As for this whole question of "critical mass," IMO it would be wrong to suppose that there's a "magic number" of active editors/admins, below which Wikipedia will cease to be functional or worthwhile. Every person is different, requiring varying levels of community interaction to remain "active," and every topic area is different, requiring varying levels of maintenance. And as Jon seems to be suggesting above, user-base numbers aren't proportional to the usefulness and quality of the information those users "generate."
You'd also have to take varying ratios of constructive vs. destructive activity into account as the community's numbers decline. If the ratio of "good" editors to "bad" editors (and edits) remains constant during such a decline, then you could probably assume that the future Wikipedia would be mostly business-ass-usual
(pun intended), and that a "critical mass" number could even be theorized to some extent. If the ratio decreases significantly, then you have to assume that some degree of lockdown would take place. Whereas, if the ratio increases significantly, then you'd have to assume that most of the administrators would begin to become superfluous and the personal narcissistic motivation for WP community involvement (i.e., power, praise, recognition, territorialism) would begin to evaporate, leaving behind a core group of "true believers" to manage an increasingly drama-free, and therefore dull and tedious, site environment.
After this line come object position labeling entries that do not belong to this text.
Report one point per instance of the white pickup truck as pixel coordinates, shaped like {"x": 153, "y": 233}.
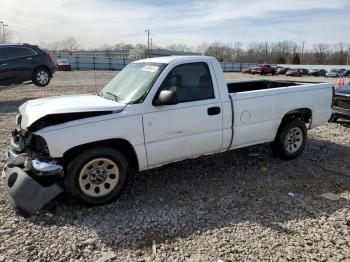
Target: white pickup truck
{"x": 155, "y": 111}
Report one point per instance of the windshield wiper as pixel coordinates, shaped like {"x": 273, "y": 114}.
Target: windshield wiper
{"x": 99, "y": 93}
{"x": 116, "y": 98}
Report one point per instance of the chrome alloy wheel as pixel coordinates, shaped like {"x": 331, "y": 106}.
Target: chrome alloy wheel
{"x": 294, "y": 140}
{"x": 99, "y": 177}
{"x": 42, "y": 77}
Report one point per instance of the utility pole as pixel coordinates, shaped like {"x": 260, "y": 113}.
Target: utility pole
{"x": 1, "y": 24}
{"x": 4, "y": 31}
{"x": 302, "y": 53}
{"x": 147, "y": 31}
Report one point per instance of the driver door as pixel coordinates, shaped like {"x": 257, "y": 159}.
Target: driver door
{"x": 190, "y": 128}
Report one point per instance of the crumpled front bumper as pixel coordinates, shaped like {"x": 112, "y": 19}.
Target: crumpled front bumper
{"x": 24, "y": 193}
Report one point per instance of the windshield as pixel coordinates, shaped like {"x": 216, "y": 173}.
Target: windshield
{"x": 133, "y": 82}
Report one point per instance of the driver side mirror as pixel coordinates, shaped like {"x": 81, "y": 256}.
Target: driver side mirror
{"x": 166, "y": 97}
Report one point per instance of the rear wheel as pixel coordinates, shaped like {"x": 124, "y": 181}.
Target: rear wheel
{"x": 96, "y": 176}
{"x": 290, "y": 139}
{"x": 41, "y": 77}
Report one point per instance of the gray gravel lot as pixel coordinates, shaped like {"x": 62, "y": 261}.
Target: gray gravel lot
{"x": 236, "y": 206}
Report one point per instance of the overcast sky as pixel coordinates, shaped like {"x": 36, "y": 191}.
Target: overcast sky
{"x": 191, "y": 22}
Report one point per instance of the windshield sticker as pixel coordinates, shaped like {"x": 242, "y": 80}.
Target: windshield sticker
{"x": 150, "y": 68}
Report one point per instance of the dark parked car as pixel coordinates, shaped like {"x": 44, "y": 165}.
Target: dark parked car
{"x": 23, "y": 62}
{"x": 336, "y": 72}
{"x": 282, "y": 70}
{"x": 247, "y": 70}
{"x": 264, "y": 70}
{"x": 297, "y": 72}
{"x": 341, "y": 108}
{"x": 63, "y": 65}
{"x": 317, "y": 72}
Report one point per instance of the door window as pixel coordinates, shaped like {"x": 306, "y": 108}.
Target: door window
{"x": 14, "y": 52}
{"x": 190, "y": 82}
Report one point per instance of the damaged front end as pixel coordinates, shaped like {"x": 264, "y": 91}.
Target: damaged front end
{"x": 30, "y": 176}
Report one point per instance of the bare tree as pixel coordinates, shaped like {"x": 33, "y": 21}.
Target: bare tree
{"x": 320, "y": 52}
{"x": 179, "y": 48}
{"x": 5, "y": 37}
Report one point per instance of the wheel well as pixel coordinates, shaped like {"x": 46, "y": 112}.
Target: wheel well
{"x": 304, "y": 114}
{"x": 43, "y": 66}
{"x": 121, "y": 145}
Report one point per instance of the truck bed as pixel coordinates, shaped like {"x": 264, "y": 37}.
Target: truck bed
{"x": 234, "y": 87}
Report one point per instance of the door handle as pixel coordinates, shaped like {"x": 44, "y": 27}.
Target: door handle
{"x": 214, "y": 110}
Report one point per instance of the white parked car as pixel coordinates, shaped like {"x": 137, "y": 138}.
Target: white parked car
{"x": 155, "y": 111}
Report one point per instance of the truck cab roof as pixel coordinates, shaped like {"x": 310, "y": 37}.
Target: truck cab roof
{"x": 174, "y": 59}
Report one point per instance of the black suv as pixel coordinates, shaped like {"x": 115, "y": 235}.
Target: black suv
{"x": 23, "y": 62}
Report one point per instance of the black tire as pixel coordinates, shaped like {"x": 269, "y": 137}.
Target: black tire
{"x": 333, "y": 119}
{"x": 74, "y": 168}
{"x": 41, "y": 77}
{"x": 281, "y": 147}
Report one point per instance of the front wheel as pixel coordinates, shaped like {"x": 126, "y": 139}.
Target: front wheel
{"x": 290, "y": 139}
{"x": 96, "y": 176}
{"x": 41, "y": 77}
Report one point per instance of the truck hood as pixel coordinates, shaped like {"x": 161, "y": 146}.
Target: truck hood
{"x": 36, "y": 109}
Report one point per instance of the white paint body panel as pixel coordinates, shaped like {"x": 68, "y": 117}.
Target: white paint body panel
{"x": 33, "y": 110}
{"x": 165, "y": 134}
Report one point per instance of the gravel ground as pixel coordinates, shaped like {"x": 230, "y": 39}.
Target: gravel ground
{"x": 240, "y": 205}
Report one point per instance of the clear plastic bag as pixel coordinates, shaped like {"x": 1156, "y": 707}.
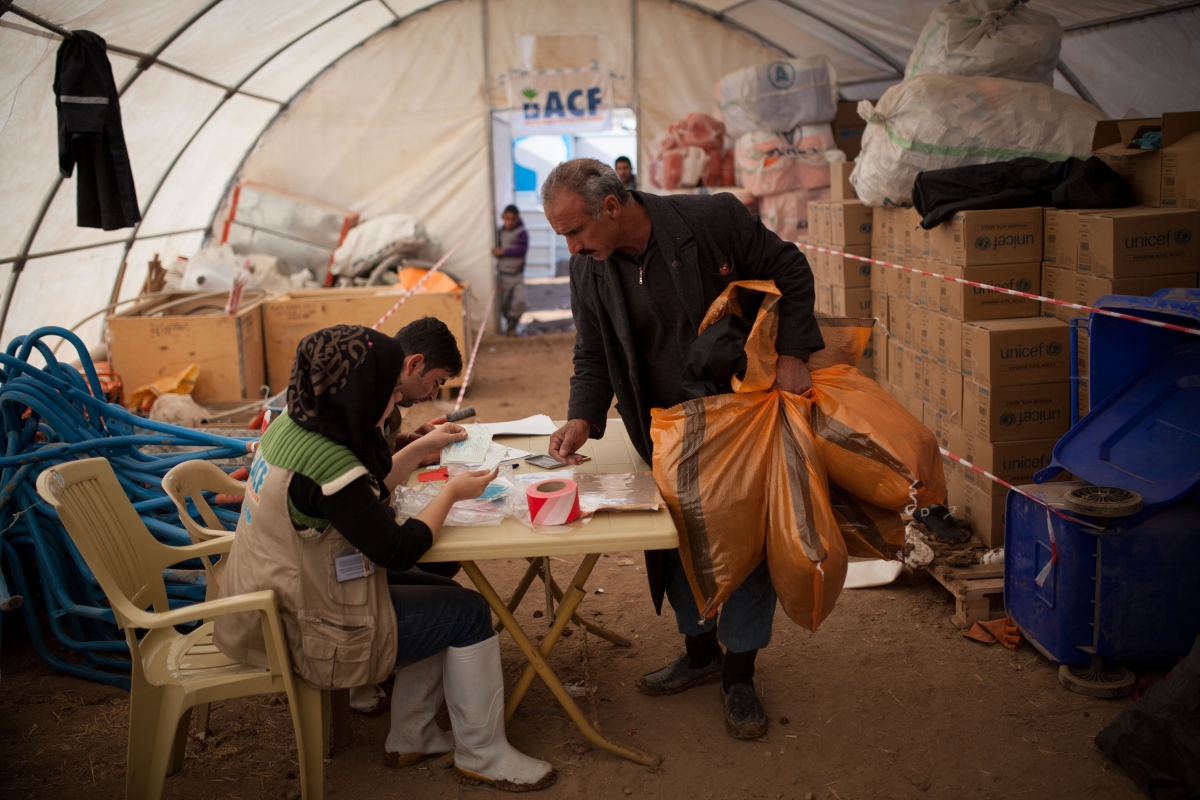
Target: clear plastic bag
{"x": 489, "y": 509}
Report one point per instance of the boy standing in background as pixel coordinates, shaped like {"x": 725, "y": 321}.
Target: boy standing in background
{"x": 514, "y": 241}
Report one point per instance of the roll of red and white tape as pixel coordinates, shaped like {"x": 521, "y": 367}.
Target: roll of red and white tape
{"x": 555, "y": 501}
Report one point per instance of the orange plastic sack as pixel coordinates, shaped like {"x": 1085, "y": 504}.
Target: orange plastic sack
{"x": 805, "y": 551}
{"x": 869, "y": 531}
{"x": 743, "y": 479}
{"x": 873, "y": 446}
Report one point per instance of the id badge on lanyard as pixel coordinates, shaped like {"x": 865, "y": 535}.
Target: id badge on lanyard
{"x": 352, "y": 565}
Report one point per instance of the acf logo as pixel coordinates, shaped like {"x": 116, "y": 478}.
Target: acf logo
{"x": 257, "y": 475}
{"x": 577, "y": 103}
{"x": 781, "y": 74}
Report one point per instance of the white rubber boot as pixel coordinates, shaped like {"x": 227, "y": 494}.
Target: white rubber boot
{"x": 474, "y": 687}
{"x": 415, "y": 699}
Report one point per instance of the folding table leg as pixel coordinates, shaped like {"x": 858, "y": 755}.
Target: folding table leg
{"x": 522, "y": 588}
{"x": 538, "y": 660}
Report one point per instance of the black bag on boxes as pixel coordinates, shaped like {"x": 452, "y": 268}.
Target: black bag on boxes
{"x": 1019, "y": 184}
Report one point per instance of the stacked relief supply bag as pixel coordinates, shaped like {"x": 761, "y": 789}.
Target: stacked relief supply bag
{"x": 1000, "y": 38}
{"x": 935, "y": 121}
{"x": 778, "y": 96}
{"x": 771, "y": 163}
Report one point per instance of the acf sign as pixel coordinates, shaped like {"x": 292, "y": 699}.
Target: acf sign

Either way, it's probably best not to compare a future Wikipedia, one with a significantly reduced-size community, with some of those non-starter Wikia projects. For a wiki site to flourish you need a core-group of about a dozen fairly committed users, and even now I believe Wikia will set up a subdomain on the request of just one person, assuming a similar wiki doesn't already exist and they think the subject matter is of any interest at all (i.e., the "if you just set up the subdomain, they will come" approach).